On August 4, Practice Resources, LLC notified the California Attorney General’s Office that it had been the victim of a ransomware attack on April 12. They also notified HHS that 942,138 patients were affected by the breach (see below).
The New York firm is a business associate that provides a variety of health management services, including billing services, to covered entities.

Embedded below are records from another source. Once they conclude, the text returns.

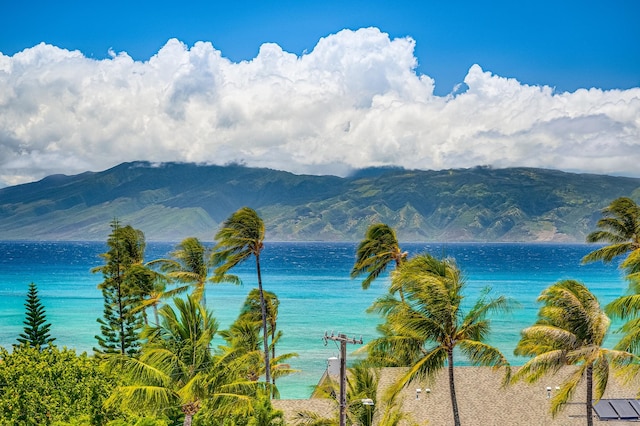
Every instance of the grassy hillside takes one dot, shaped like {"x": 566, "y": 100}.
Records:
{"x": 172, "y": 201}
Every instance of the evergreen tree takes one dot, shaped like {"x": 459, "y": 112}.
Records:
{"x": 122, "y": 322}
{"x": 36, "y": 330}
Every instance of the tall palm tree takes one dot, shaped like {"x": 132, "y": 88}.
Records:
{"x": 188, "y": 265}
{"x": 176, "y": 367}
{"x": 375, "y": 252}
{"x": 432, "y": 313}
{"x": 570, "y": 330}
{"x": 619, "y": 226}
{"x": 252, "y": 309}
{"x": 240, "y": 237}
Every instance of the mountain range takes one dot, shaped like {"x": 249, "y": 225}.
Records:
{"x": 172, "y": 201}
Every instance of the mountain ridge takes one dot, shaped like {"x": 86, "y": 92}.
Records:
{"x": 171, "y": 201}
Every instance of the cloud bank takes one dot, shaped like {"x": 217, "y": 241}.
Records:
{"x": 355, "y": 101}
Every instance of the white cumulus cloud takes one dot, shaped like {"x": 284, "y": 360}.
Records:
{"x": 354, "y": 101}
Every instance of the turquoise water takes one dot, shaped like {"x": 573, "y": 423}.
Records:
{"x": 313, "y": 285}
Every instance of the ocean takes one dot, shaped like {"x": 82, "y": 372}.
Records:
{"x": 312, "y": 283}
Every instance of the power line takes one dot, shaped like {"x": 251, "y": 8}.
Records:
{"x": 343, "y": 339}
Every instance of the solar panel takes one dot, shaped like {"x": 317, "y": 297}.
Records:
{"x": 624, "y": 409}
{"x": 618, "y": 409}
{"x": 605, "y": 411}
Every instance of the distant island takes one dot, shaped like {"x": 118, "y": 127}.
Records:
{"x": 171, "y": 201}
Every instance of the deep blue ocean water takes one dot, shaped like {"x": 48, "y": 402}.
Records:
{"x": 312, "y": 283}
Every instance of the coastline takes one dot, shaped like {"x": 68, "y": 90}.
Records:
{"x": 482, "y": 400}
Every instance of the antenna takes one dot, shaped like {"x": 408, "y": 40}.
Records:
{"x": 343, "y": 339}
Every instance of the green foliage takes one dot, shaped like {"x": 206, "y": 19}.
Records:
{"x": 620, "y": 227}
{"x": 175, "y": 369}
{"x": 374, "y": 253}
{"x": 188, "y": 266}
{"x": 36, "y": 330}
{"x": 570, "y": 330}
{"x": 240, "y": 237}
{"x": 125, "y": 283}
{"x": 430, "y": 321}
{"x": 52, "y": 386}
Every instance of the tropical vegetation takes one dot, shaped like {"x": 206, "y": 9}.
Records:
{"x": 37, "y": 329}
{"x": 181, "y": 367}
{"x": 433, "y": 314}
{"x": 240, "y": 237}
{"x": 570, "y": 331}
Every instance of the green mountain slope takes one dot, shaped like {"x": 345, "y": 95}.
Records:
{"x": 172, "y": 201}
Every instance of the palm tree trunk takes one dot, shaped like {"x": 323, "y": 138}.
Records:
{"x": 265, "y": 335}
{"x": 187, "y": 420}
{"x": 155, "y": 314}
{"x": 589, "y": 395}
{"x": 398, "y": 262}
{"x": 452, "y": 389}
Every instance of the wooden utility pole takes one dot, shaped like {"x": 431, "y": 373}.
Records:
{"x": 343, "y": 339}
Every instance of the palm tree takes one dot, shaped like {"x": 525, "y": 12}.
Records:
{"x": 620, "y": 226}
{"x": 378, "y": 249}
{"x": 432, "y": 314}
{"x": 570, "y": 330}
{"x": 176, "y": 367}
{"x": 240, "y": 237}
{"x": 188, "y": 265}
{"x": 252, "y": 309}
{"x": 627, "y": 307}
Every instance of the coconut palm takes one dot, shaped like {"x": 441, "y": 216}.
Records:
{"x": 570, "y": 330}
{"x": 240, "y": 237}
{"x": 619, "y": 226}
{"x": 375, "y": 252}
{"x": 433, "y": 314}
{"x": 176, "y": 367}
{"x": 252, "y": 309}
{"x": 188, "y": 265}
{"x": 627, "y": 307}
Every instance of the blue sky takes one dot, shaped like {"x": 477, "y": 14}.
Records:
{"x": 563, "y": 44}
{"x": 319, "y": 87}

Practice Resources’ notification to HHS was on behalf of the following 28 entities:
• Achieve Physical Therapy, PC
• CNY Obstetrics and Gynecology, P.C.
• Community Memorial Hospital, Inc
• Crouse Health Hospital, Inc
• Crouse Medical Practice PLLC
• Family Care Medical Group, PC
• Fitness Forum Physical Therapy, PC
• FLH Medical PC
• Greece Dermatological Associates, PC
• Guidone Physical Therapy, PC
• Hamilton Orthopedic Surgery & Sports Medicine
• Helendale Dermatological and Medical Spa, PLLC
• Kudos Medical, PLLC
• Laboratory Alliance of Central New York, LLC
• Liverpool Physical Therapy, PC
• Michael J Paciorek, MD PC
• Nephrology Associates of Watertown, PC
• Nephrology Hypertension Associates of CNY, PC
• Orthopedics East, PC
• Salvation Army
• Soldiers & Sailors Memorial Hospital—Physician Practices
• St. Joseph’s Medical
• Surgical Care West, PLLC
• Syracuse Endoscopy Associates, LLC
• Syracuse Gastroenterological Associates, PC
• Syracuse Pediatrics
• Tully Physical Therapy
• Upstate Community Medical, PC
The template for their notification can be found on the California Attorney General’s site, here.
The firm’s notification does not indicate what group attacked them or whether their system was encrypted as part of the attack. So far, DataBreaches has not seen any mention of them on any dedicated leak site.